Jadi saya hanya ingin curhat saja (semoga tanggapannya tidak seserius curhatnya pak SBY), kita kok kadang-kadang masih sulit membedakan mana yang harus dibilang ana, nahnu, anta dan antum. Selanjutnya ngelanturnya  keinginan saya, alangkah baiknya kalau kita juga belajar membedakan mana yang kemauan pribadi, mana yang kebijakan bersama karena hal ini memang penting dan mudah diucapkan,  namun sulit dikerjakan. Jangan sampai ambisi perorangan (ana pribadi/anta pribadi) diperjuangkan dengan menabrak garis aturan yang sudah jelas disepakati bersama (nahnu/antum)  dengan dalih:  ... Ini semua kan juga kepentingan nahnu/antum . Kita akui kadang ada bisikan dari dalam hati: “Bukan masalah kalau kamu sesekali membijaksanai (bahasa halusnya melanggar sedikit (?)) aturan, justru kamu telah berbuat baik  karena  demi menjaga hubungan baik dengan teman, demi membahagiakan orang tua, demi membahagiakan siswa, demi membahagiakan rakyat .... dan demi-demi lain yang demikian banyaknya”.
Para siswa dan pembaca yang budiman, mungkin ada baiknya kita bertanya pada diri sendiri.  Kalau asas kejujuran dan kemandirian dalam aturan main UN dilanggar maka teman mana yang diuntungkan, bila akhirnya dia sampai tua terbiasa bangga dengan budaya meminta-minta, Orang tua mana yang bahagia ketika kelak diketahui anaknya masuk bui karena tanpa sungkan-sungkan kepada orang lain mengibuli. (Bekas) siswa mana yang bahagia ketika akhirnya dirinya remuk menanggung beban yang sebetulnya dia belum sekuat yang disangkakan. Rakyat mana pula yang puas dan bahagia ketika dipimpin oleh tokoh yang kemampuan dalam membaca dan menghitung situasi mereka nilai (nuwun sewu) masih bodoh. Kebahagiaan manakah yang dimaksud?
Para siswa, UN telah usai, alhamdulillah, tidak ada yang menjadi masalah. Kita tinggal berdoa semoga Allah melimpahkan kasing sayangNya dengan selalu menuntun kita ke jalan yang benar dan kemarin tangan kita dituntun memilih jawaban soal UN yang benar. Mari belajar yakin bahwa Allah tahu apa yang kita minta, tetapi kita juga harus yakin juga bahwa Allah memberi apa yang kita butuhkan.
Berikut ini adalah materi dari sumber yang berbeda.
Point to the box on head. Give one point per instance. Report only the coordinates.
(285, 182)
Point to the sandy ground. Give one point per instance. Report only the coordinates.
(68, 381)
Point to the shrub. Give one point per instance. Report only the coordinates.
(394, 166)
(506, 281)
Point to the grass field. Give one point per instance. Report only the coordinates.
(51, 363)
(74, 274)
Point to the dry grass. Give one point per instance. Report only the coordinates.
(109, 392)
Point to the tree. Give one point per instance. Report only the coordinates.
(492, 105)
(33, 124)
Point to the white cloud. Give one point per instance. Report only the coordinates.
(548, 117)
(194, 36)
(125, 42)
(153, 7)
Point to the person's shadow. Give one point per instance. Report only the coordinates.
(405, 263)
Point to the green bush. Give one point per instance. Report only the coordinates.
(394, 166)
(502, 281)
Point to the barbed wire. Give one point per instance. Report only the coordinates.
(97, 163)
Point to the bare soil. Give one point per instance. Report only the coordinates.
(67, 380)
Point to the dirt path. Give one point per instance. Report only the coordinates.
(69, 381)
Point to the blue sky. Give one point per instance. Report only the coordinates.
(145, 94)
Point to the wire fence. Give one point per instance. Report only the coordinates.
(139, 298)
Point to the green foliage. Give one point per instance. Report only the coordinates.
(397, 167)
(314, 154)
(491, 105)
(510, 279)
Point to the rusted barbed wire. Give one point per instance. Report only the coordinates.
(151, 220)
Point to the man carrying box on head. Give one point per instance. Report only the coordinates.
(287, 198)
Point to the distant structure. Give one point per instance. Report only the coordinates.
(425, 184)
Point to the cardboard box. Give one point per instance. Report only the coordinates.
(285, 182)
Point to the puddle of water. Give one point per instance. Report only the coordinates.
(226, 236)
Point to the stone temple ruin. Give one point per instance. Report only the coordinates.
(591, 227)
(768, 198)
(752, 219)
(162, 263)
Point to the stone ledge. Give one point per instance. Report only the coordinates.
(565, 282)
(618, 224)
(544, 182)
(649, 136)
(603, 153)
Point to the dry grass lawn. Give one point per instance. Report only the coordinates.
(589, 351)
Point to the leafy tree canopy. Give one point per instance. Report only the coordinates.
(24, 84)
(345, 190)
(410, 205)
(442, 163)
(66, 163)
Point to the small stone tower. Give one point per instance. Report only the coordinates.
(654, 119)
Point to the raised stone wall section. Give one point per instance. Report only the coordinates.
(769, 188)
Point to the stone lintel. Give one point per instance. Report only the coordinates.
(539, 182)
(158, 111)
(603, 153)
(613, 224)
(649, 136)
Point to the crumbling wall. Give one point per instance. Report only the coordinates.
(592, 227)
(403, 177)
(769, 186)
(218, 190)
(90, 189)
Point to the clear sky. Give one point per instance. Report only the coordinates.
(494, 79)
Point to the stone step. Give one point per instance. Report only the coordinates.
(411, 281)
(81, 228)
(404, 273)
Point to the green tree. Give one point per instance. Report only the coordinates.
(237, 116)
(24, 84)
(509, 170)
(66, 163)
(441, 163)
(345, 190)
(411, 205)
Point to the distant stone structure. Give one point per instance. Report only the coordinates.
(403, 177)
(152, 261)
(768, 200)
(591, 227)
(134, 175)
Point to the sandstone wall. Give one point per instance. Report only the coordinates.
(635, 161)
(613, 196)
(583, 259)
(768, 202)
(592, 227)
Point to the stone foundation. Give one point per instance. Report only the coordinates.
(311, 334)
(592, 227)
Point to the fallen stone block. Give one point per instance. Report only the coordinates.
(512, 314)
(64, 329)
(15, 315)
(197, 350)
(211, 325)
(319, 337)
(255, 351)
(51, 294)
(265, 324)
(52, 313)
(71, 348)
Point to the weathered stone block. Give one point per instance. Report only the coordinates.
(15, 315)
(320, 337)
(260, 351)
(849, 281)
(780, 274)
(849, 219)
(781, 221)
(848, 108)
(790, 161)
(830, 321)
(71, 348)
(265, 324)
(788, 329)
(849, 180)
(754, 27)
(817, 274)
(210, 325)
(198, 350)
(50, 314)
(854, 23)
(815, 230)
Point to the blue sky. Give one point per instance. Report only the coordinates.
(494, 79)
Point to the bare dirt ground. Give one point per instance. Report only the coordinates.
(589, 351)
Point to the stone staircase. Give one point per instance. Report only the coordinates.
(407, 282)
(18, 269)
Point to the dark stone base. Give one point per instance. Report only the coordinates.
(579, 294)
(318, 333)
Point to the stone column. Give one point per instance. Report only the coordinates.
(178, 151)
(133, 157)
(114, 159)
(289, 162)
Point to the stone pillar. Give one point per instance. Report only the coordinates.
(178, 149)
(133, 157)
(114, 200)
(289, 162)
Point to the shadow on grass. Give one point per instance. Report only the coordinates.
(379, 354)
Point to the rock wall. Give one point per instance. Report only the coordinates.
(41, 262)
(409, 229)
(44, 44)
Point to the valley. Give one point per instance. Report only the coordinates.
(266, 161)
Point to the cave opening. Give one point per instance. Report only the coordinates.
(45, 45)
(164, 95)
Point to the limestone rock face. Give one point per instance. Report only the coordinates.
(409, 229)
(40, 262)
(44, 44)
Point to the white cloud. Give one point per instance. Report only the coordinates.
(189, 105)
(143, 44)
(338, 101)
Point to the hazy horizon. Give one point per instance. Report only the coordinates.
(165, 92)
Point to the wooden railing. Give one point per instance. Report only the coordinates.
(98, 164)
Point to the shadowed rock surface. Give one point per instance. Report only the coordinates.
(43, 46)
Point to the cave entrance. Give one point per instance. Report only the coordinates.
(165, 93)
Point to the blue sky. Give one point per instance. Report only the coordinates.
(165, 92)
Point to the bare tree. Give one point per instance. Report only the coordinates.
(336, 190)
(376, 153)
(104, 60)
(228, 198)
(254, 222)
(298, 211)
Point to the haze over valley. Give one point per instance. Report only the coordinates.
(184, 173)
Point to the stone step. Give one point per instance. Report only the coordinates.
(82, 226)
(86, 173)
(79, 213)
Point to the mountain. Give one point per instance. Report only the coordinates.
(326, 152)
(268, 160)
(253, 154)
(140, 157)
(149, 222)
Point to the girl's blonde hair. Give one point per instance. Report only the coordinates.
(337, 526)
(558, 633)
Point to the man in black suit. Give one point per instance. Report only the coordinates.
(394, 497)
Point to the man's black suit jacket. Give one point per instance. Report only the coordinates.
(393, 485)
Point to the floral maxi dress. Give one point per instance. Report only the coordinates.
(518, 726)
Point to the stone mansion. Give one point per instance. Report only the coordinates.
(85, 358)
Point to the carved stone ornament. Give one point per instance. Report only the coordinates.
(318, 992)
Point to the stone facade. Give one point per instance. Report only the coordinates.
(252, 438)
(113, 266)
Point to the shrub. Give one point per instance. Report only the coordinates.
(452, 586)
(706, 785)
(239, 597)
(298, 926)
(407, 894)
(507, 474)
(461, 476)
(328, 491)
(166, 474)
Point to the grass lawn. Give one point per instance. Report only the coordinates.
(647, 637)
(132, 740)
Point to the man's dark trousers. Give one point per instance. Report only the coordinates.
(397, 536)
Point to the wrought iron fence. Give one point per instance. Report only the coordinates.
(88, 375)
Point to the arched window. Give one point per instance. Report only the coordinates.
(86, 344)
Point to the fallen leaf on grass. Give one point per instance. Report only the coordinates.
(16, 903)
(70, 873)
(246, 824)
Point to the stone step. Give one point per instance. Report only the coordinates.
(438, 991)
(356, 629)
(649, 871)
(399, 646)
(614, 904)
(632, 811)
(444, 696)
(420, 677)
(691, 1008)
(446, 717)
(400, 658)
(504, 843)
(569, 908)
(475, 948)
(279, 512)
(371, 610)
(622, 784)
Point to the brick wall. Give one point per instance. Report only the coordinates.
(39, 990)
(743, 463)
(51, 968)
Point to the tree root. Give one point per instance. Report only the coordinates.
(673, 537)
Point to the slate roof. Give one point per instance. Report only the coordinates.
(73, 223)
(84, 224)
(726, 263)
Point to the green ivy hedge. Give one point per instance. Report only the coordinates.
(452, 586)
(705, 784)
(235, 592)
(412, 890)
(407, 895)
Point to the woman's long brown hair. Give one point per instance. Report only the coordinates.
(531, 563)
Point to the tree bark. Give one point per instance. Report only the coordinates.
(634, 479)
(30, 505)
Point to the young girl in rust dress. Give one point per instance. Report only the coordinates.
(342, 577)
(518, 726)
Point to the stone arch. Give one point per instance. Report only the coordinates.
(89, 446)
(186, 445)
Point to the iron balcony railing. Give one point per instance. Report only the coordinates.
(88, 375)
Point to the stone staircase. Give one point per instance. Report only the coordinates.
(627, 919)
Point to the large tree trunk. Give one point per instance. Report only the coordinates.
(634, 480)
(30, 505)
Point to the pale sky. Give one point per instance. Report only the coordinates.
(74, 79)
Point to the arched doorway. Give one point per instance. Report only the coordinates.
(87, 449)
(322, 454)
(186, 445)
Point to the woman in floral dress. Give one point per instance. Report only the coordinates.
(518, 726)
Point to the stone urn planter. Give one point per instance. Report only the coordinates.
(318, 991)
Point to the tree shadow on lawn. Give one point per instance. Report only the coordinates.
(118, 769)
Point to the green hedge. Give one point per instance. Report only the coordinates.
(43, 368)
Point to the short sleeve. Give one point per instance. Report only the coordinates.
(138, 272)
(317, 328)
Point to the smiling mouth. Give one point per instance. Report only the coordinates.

Kalau Allah telah kehendaki kita meraih kebahagiaan sejati apapun ujian yang Ia hadapkan akan dibuat mudah untuk kita lalui.
Ujian Nasional memang penting, tetapi ia bukan segala-galanya. Jangan sampai karena ambisi tertentu dalam UN, kita justru gagal dalam ujian mendapatkan kebahagiaan yang lebih sejati, untuk ana dan antum, untuk nahnu bangsa Indonesia tercinta. Mari jaga dan tingkatkan prestasi pelaksanaan UN pada ujian- ujian hidup dari Allah yang telah menanti kita untuk menggapai derajat mulia di sisiNya.